UNITED STATES
                     SECURITIES AND EXCHANGE COMMISSION
                           Washington, D.C.  20549
                        ______________________________

                                   FORM 8-K
                               CURRENT REPORT


                   PURSUANT TO SECTION 13 OR 15(d) OF THE
                      SECURITIES EXCHANGE ACT OF 1934


      Date of Report (Date of earliest event reported):  October 29, 2004


                                   0-15898
                          (Commission File Number)

                       ______________________________

                     CASUAL MALE RETAIL GROUP, INC.
        (Exact name of registrant as specified in its charter)
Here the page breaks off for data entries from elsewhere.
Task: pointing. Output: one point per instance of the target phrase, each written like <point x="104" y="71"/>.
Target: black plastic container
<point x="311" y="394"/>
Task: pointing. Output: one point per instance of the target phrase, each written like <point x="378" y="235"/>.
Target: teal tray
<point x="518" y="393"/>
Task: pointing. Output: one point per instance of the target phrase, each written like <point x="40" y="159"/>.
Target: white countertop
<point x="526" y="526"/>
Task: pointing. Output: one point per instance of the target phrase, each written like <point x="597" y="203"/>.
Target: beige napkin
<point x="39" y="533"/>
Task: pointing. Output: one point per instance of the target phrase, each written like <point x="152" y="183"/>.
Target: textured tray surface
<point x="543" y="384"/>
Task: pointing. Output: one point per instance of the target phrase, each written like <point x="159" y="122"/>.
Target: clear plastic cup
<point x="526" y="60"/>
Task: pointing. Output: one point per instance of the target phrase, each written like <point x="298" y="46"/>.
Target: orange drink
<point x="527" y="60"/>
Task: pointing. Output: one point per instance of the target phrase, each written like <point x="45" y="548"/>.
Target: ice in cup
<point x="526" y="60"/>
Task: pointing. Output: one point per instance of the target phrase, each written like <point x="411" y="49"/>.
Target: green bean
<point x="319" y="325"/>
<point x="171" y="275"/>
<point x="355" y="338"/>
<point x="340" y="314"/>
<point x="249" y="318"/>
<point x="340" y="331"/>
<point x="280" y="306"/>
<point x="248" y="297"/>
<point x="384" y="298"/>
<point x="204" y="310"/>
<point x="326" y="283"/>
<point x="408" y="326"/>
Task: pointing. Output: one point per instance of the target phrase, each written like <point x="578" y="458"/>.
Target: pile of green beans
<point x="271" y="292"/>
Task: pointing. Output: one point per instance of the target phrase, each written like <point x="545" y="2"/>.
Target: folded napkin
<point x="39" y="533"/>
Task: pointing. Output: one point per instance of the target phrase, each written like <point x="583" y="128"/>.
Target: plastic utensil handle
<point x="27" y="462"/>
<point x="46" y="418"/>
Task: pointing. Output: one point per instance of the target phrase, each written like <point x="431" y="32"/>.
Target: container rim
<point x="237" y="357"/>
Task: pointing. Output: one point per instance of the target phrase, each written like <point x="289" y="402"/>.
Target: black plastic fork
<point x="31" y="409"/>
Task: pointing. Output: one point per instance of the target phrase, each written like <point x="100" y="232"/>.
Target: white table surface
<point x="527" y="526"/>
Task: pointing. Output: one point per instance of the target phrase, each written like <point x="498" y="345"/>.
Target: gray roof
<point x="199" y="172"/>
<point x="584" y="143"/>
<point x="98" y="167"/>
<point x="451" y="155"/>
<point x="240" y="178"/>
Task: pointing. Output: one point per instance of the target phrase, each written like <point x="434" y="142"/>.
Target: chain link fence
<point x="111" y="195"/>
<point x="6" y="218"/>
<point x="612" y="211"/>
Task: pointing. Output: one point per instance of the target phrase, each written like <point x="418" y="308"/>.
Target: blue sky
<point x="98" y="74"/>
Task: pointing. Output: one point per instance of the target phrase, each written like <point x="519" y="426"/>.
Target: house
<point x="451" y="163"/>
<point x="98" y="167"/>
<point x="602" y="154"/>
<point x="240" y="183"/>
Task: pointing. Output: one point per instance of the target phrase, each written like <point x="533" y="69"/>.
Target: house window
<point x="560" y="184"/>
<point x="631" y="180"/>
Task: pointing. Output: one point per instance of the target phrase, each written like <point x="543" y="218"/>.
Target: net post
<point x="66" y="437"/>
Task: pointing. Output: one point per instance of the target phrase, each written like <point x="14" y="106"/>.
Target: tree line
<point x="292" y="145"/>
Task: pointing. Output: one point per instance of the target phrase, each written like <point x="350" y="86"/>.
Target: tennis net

      Delaware                                             04-2623104
(State of Incorporation)                                 (IRS Employer
                                                      Identification Number)


              555 Turnpike Street, Canton, Massachusetts 02021
            (Address of registrant's principal executive office)


                              (781) 828-9300
                     (Registrant's telephone number)
                      ______________________________


Check the appropriate box below if the Form 8-K filing is intended to
simultaneously satisfy the filing obligation of the registrant under any
of the following provisions (see General Instruction A.2. below):

[ ] Written communications pursuant to Rule 425 under the Securities Act
    (17 CFR 230.425)

[ ] Soliciting material pursuant to Rule 14a-12 under the Exchange Act
    (17 CFR 240.14a-12)

[ ] Pre-commencement communications pursuant to Rule 14d-2(b) under the
    Exchange Act(17 CFR 240.14d-2(b))

[ ] Pre-commencement communications pursuant to Rule 13e-4(c) under the
    Exchange Act(17 CFR 240.13e-4(c))



ITEM 1.01	Entry into a Material Definitive Agreement.
ITEM 2.03	Creation of a Direct Financial Obligation or an Obligation
            Under an Off-Balance Sheet Arrangement of a Registrant.
ITEM 5.02	Departure of Directors or Principal Officers; Election of
		Directors; Appointment of Principal Officers


On October 29, 2004, the Company completed its acquisition of substantially all
of the assets of Rochester Big & Tall Clothing (the "Rochester Acquisition").
The purchase price was $15 million in cash and the assumption of bank and
subordinated debt of approximately $5 million, in addition to the assumption of
identified operating liabilities such as accounts payable and accrued
liabilities. There is a potential payment over a three-year period of an
additional $4 million, which is subject to an earn-out provision.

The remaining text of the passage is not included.